Молодой человек выполнил ее просьбу.
— Это же завещание! — воскликнул он. — Зачем!?
— Ты не рад? Пойми, я не могу завещать тебе все. Я хочу оставить половину моим родственникам, они тоже имеют право на наследство моей матушки.
— Я не об этом, дорогая. В твоем возрасте такие вещи не делаются, это дурная примета.
— Жак, как ты не понимаешь!? Я очень болезненная девушка, боюсь, что не доживу до нашей свадьбы. Мне бы хотелось…
— Не говори так! — перебил ее жених. — Прошу, не будем об этом.
— Хорошо, — согласилась Софи. — Ты прав, это не самая приятная тема для беседы.
Мадам Оже беседовала с мужем в гостиной. Это была довольно привлекательная женщина, которая тщательно следила за своей внешностью, так как любила быть в центре внимания. По возрасту она была старше Софи всего лишь на шесть лет. Мсье Оже было чуть больше пятидесяти. Несмотря на зрелый возраст, он так и не избавился от юношеской доверчивости и был склонен приписывать людям несуществующее благородство.

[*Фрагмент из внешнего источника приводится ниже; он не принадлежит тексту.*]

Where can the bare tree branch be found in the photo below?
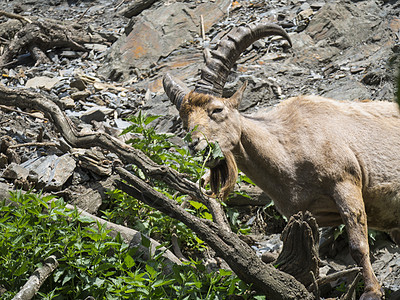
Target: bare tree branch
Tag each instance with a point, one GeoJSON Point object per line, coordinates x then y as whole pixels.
{"type": "Point", "coordinates": [32, 286]}
{"type": "Point", "coordinates": [27, 99]}
{"type": "Point", "coordinates": [240, 257]}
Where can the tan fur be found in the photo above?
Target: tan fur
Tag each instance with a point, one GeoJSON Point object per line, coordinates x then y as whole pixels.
{"type": "Point", "coordinates": [338, 159]}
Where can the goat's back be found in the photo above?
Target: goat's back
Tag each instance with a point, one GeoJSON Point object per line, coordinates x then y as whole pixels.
{"type": "Point", "coordinates": [345, 136]}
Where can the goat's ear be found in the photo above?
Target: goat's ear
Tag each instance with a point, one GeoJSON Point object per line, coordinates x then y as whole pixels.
{"type": "Point", "coordinates": [238, 96]}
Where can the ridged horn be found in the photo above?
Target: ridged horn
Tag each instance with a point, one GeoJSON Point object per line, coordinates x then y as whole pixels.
{"type": "Point", "coordinates": [220, 61]}
{"type": "Point", "coordinates": [175, 89]}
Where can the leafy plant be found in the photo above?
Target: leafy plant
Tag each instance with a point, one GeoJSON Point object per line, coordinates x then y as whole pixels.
{"type": "Point", "coordinates": [92, 263]}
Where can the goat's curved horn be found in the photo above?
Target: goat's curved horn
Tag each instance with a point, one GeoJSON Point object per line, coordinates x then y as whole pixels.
{"type": "Point", "coordinates": [220, 61]}
{"type": "Point", "coordinates": [175, 89]}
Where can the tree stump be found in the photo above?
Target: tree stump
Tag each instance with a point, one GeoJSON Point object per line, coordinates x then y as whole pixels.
{"type": "Point", "coordinates": [299, 256]}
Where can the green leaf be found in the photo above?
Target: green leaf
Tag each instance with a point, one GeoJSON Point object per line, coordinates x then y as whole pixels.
{"type": "Point", "coordinates": [223, 272]}
{"type": "Point", "coordinates": [149, 119]}
{"type": "Point", "coordinates": [196, 205]}
{"type": "Point", "coordinates": [216, 151]}
{"type": "Point", "coordinates": [145, 241]}
{"type": "Point", "coordinates": [129, 261]}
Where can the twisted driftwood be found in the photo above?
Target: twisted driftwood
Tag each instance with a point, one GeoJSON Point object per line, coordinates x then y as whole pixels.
{"type": "Point", "coordinates": [240, 257]}
{"type": "Point", "coordinates": [39, 35]}
{"type": "Point", "coordinates": [299, 255]}
{"type": "Point", "coordinates": [32, 286]}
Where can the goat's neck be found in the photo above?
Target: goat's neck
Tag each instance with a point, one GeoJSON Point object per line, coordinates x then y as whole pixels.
{"type": "Point", "coordinates": [262, 157]}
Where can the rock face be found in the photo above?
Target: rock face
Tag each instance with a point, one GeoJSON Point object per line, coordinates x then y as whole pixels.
{"type": "Point", "coordinates": [344, 49]}
{"type": "Point", "coordinates": [157, 32]}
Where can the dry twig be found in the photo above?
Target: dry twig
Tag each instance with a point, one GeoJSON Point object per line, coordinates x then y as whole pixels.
{"type": "Point", "coordinates": [32, 286]}
{"type": "Point", "coordinates": [14, 16]}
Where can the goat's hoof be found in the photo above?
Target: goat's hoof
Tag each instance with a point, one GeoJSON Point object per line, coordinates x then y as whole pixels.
{"type": "Point", "coordinates": [372, 295]}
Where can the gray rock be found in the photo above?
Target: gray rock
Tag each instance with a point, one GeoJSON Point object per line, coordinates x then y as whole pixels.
{"type": "Point", "coordinates": [42, 82]}
{"type": "Point", "coordinates": [157, 32]}
{"type": "Point", "coordinates": [15, 171]}
{"type": "Point", "coordinates": [96, 114]}
{"type": "Point", "coordinates": [53, 171]}
{"type": "Point", "coordinates": [80, 95]}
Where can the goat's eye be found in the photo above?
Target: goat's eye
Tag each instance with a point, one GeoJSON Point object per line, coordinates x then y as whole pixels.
{"type": "Point", "coordinates": [217, 111]}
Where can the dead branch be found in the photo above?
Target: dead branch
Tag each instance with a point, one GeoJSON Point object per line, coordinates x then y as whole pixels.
{"type": "Point", "coordinates": [337, 275]}
{"type": "Point", "coordinates": [352, 288]}
{"type": "Point", "coordinates": [36, 144]}
{"type": "Point", "coordinates": [299, 255]}
{"type": "Point", "coordinates": [38, 36]}
{"type": "Point", "coordinates": [133, 238]}
{"type": "Point", "coordinates": [239, 256]}
{"type": "Point", "coordinates": [136, 7]}
{"type": "Point", "coordinates": [14, 16]}
{"type": "Point", "coordinates": [21, 112]}
{"type": "Point", "coordinates": [128, 235]}
{"type": "Point", "coordinates": [31, 287]}
{"type": "Point", "coordinates": [27, 99]}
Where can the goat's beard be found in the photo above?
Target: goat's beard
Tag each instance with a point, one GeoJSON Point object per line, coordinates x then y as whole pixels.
{"type": "Point", "coordinates": [223, 177]}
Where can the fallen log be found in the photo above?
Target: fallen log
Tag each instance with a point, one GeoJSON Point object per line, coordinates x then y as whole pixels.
{"type": "Point", "coordinates": [24, 98]}
{"type": "Point", "coordinates": [32, 286]}
{"type": "Point", "coordinates": [271, 282]}
{"type": "Point", "coordinates": [38, 35]}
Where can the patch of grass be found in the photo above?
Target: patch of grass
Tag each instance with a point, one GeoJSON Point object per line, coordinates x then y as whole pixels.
{"type": "Point", "coordinates": [91, 262]}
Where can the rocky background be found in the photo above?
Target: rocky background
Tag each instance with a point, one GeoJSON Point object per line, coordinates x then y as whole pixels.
{"type": "Point", "coordinates": [344, 49]}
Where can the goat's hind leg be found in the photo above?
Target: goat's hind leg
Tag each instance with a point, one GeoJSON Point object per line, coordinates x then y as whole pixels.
{"type": "Point", "coordinates": [348, 198]}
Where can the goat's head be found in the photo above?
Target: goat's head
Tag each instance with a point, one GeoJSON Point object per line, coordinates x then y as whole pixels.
{"type": "Point", "coordinates": [206, 114]}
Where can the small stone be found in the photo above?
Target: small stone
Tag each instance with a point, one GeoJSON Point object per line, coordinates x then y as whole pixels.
{"type": "Point", "coordinates": [97, 47]}
{"type": "Point", "coordinates": [69, 54]}
{"type": "Point", "coordinates": [67, 102]}
{"type": "Point", "coordinates": [317, 5]}
{"type": "Point", "coordinates": [80, 95]}
{"type": "Point", "coordinates": [96, 114]}
{"type": "Point", "coordinates": [15, 171]}
{"type": "Point", "coordinates": [305, 14]}
{"type": "Point", "coordinates": [78, 83]}
{"type": "Point", "coordinates": [42, 82]}
{"type": "Point", "coordinates": [3, 160]}
{"type": "Point", "coordinates": [53, 171]}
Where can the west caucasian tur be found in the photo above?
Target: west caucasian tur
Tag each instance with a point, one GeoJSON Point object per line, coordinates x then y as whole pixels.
{"type": "Point", "coordinates": [340, 160]}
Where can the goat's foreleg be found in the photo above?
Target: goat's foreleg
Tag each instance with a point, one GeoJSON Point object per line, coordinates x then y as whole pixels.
{"type": "Point", "coordinates": [348, 198]}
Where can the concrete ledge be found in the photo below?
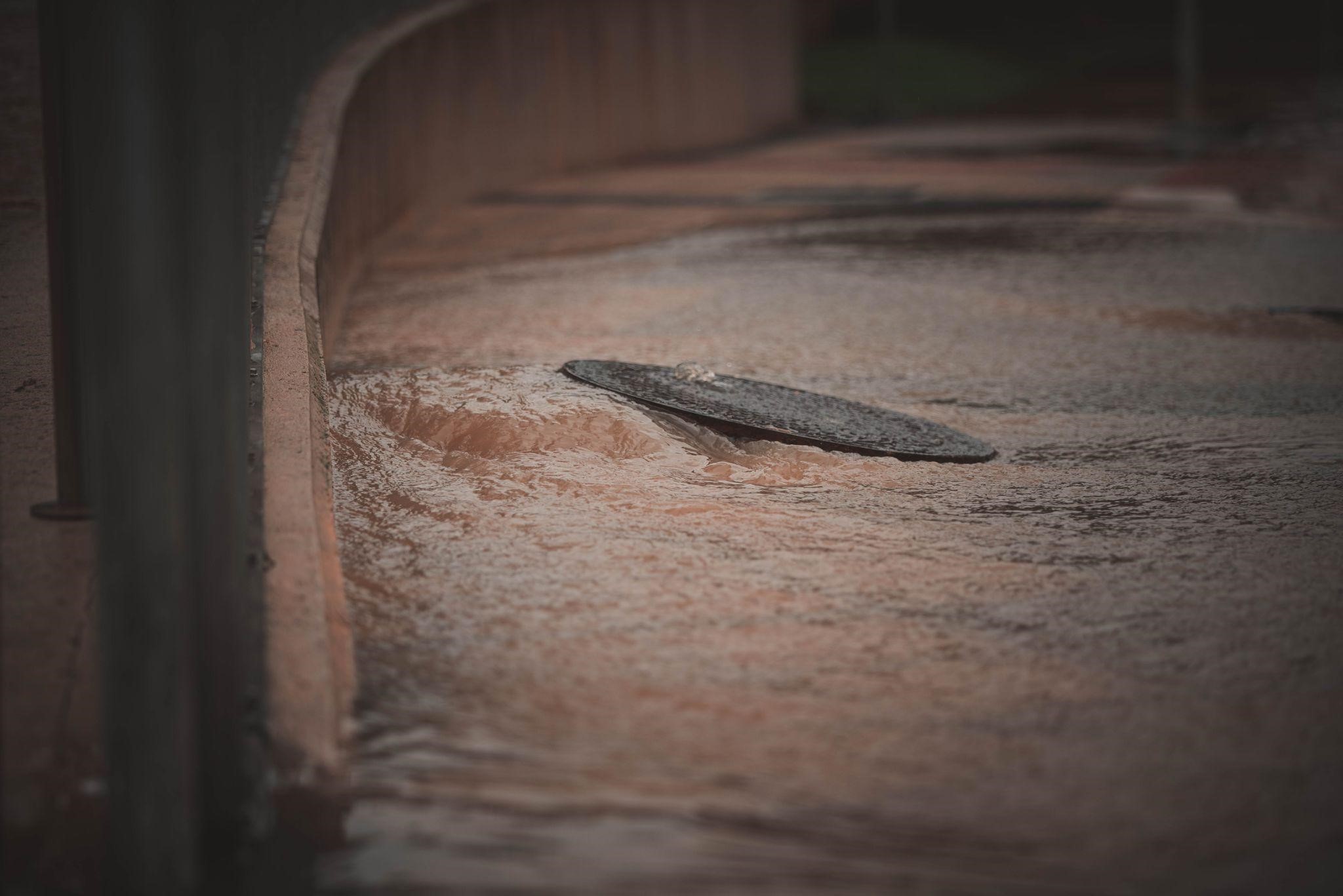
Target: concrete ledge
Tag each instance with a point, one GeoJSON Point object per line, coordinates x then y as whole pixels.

Темой беседы супружеской пары была предстоящая свадьба Софи.
— Я рад, что она выходит замуж за Линдона, — сказал мсье Оже.
— Надеюсь, он любит ее, — сказала его жена. — Многие молодые люди сейчас женятся по расчету.
— Нет, на этой девушке можно жениться только по любви. Она такая милая. Мне кажется, что все любят ее так же сильно, как я.
— В этом твоя беда, Луи. Ты думаешь, что все чувствуют то же, что ты.
— Ох, ты права, Каролин. Я до сих пор наивен.
— Кстати, зачем ты пригласил эту вульгарную куртизанку Ноэль?
— Дорогая, она сама приехала на день рождения Софи. Она ее родственница.
— Эта женщина явилась сюда с единственной целью поселиться здесь, окрутить тебя, а меня отравить!
— Господи, что за мысли, дорогая! — испугался мсье Оже. — Хорошо, после того как мы отпразднуем день рождения Софи, я уговорю ее уехать.
— Ладно… две недели мне придется терпеть унижения. А какой пример она подаст девушке!
С этими словами Каролин ушла, оставив мужа одного. Мсье Оже недолго оставался в одиночестве. Его окликнула мадмуазель Кремер, камеристка Софи, строгая девица, которой недавно минуло двадцать девять. Она была некрасива и слишком худа, постоянная напряженность придавала ее лицу неприятное выражение. Кремер никогда не выражала своих чувств и эмоций и держалась подчеркнуто холодно.